Cameron Rupp loaded the bases with a two-out walk. And then Kelly delivered. Hector Neris, who extended the game with two scoreless innings, earned the win. The Phillies have won seven of their last 10 as they seem to be finding their way after a miserable first half.

"Great win," manager Pete Mackanin said. "That was fun."

Herrera's big night came just three days after he was benched for not running out a dropped third strike Tuesday night. Mackanin yanked him from Tuesday's game and sat him Wednesday after meeting with him in his office. Herrera went 3 for 4 and is batting .337 since June 1 with a .951 OPS.

"It helps sometimes when they sit you down and you have to think about what you've done," Herrera said. "Hopefully I've learned my lesson and it won't happen again. I don't want to be benched or anything. I'm just expecting good things to happen."

The final nine weeks of the Phillies season will be about opportunities. Saturday night was Jesen Therrien's. The rookie righthander delivered. He logged a scoreless sixth inning in his major-league debut. Therrien allowed a leadoff double and then retired three straight batters. The final batter — Brandon Phillips — smoked a grounder off Therrien's foot. The pitcher recovered, grabbed the ball and skipped it to first for an out. Therrien survived.

"It was amazing," Therrien said. "Probably the best feeling I had ever. It was great."

The three trades the Phillies made this past week yielded returns that can not be judged for at least a few seasons. It will be years before decisions can be made on pitchers that are still in single A or on the 16-year-old international free agents the Phillies use those extra bonuses on.

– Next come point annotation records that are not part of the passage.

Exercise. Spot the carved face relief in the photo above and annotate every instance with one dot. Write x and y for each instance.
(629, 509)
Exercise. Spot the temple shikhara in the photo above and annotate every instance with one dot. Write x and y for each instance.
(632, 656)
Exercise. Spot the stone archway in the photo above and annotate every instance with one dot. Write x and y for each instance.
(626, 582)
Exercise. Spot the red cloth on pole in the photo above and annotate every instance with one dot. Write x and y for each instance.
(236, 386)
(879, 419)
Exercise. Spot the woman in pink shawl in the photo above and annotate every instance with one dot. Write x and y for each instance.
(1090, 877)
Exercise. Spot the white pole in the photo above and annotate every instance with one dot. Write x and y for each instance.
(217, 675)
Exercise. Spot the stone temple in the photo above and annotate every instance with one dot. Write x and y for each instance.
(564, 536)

But it is those opportunities the trades created that will have an immediate impact. Trading Pat Neshek to Colorado is what put Therrien in the bullpen. Moving Howie Kendrick to Washington allows Nick Williams to play every day. Sending Jeremy Hellickson to Baltimore inserted Jake Thompson or another young arm into the starting rotation. There were more to the trade deadline moves than just low-level prospects.

Therrien, 24, has the stuff to be a legitimate bullpen threat. His fastball touched 93 mph on Saturday,
and he paired it with his slider. He used the slider to touch the outside corner and freeze Micah Johnson for his first major-league strikeout.

Johnson, peeved by the umpire's call, stood in the batter's box before slowly retreating to the dugout.

Therrien came in relief of Jerad Eickhoff, who allowed three runs in five innings on a night that he did not possess his best command. Eickhoff loaded the bases without an out in the fifth after issuing an intentional walk to Freddie Freeman. The pitcher's night could have derailed then, but Eickhoff retired three of the next four batters he faced. He ended his night with his third strikeout.

"It's been a test all year," Eickhoff said. "To be able to put things in line and make some pitches there at the end, that's the biggest thing. I'm learning from mistakes and that's what it's all about."

Luis Garcia retired four batters after Pedro Beato was injured in his first major-league game in more than three years. Neshek's departure may have created a roster opening for Therrien but it will also thrust Garcia into a more meaningful role. He has not allowed a run in 21 1/3 consecutive innings, the longest single-season streak by a Phillies reliever since Larry Andersen had a 32 2/3 inning streak. Garcia seems to be redefining himself.

Kelly roped his single into the left-center gap and rounded first as if he was headed for second. It was a natural reaction, he said. Kelly was soon mobbed by teammates. Andrew Knapp grabbed him as Joseph and Rupp sprinted in. The Phillies mobbed the night's hero in the infield and soon soaked him with a water cooler. Mackanin even gave Kelly a nickname: Ty-breaker.

"I had to use that," Mackanin said.

"As long as I keep doing it, I like it," Kelly said.